Let [tex]X[/tex] denote the event that the two [tex]C_1[/tex] flips yield the same faces (1 if the same faces occur, 0 if not), so that
[tex]P(X=x)=\begin{cases}2{p_1}^2-2p_1+1&\text{for }x=1\\2p_1-2{p_1}^2&\text{for }x=0\\0&\text{otherwise}\end{cases}[/tex]
For example,
[tex]P(X=1)=P(C_1=\mathrm{HH}\lor C_1=\mathrm{TT})=P(C_1=\mathrm{HH})+P(C_1=\mathrm{TT})={p_1}^2+(1-p_1)^2[/tex]
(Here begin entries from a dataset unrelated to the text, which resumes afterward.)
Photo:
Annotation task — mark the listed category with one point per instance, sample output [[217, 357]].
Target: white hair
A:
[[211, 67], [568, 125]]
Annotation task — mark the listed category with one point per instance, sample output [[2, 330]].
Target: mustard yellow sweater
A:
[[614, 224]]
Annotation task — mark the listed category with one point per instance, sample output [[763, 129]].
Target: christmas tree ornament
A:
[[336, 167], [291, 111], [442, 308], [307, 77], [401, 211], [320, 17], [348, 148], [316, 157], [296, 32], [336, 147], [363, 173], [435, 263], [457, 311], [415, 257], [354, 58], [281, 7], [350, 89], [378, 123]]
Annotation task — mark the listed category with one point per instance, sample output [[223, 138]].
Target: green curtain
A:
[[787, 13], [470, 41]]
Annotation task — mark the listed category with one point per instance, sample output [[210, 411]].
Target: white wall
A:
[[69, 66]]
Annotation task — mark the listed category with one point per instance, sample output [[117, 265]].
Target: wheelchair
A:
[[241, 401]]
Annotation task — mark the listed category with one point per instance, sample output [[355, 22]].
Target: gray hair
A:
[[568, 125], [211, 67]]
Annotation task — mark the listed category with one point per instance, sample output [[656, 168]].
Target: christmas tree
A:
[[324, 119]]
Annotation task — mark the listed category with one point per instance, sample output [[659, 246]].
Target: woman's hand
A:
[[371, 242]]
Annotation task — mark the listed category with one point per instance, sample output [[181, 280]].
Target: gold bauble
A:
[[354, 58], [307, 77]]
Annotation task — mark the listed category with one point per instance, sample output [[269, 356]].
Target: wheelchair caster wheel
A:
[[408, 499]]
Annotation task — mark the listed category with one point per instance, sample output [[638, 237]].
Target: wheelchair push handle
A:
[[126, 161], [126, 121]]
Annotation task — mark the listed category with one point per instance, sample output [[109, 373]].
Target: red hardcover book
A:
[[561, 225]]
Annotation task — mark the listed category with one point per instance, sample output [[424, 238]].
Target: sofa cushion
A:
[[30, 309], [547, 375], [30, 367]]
Let [tex]Y[/tex] denote the outcome (number of heads) of the next three flips of either [tex]C_2[/tex] or [tex]C_3[/tex]. By the law of total probability,
[tex]P(Y=y)=P(Y=y\land X=1)+P(Y=y\land X=0)[/tex]
[tex]P(Y=y)=P(Y=y\mid X=1)P(X=1)+P(Y=y\mid X=0)P(X=0)[/tex]
and in particular we have
[tex]P(Y=y\mid X=1)=\begin{cases}\dbinom3y{p_2}^y(1-p_2)^{3-y}&\text{for }y\in\{0,1,2,3\}\\\\0&\text{otherwise}\end{cases}[/tex]
[tex]P(Y=y\mid X=0)=\begin{cases}\dbinom3y{p_3}^y(1-p_3)^{3-y}&\text{for }y\in\{0,1,2,3\}\\\\0&\text{otherwise}\end{cases}[/tex]
Then
[tex]P(Y=y)=\begin{cases}\dbinom3y{p_2}^y(1-p_2)^{3-y}(2{p_1}^2-2p_1+1)+\dbinom3y{p_3}^y(1-p_3)^{3-y}(2p_1-2{p_1}^2)&\text{for }y\in\{0,1,2,3\}\\\\0&\text{otherwise}\end{cases}[/tex]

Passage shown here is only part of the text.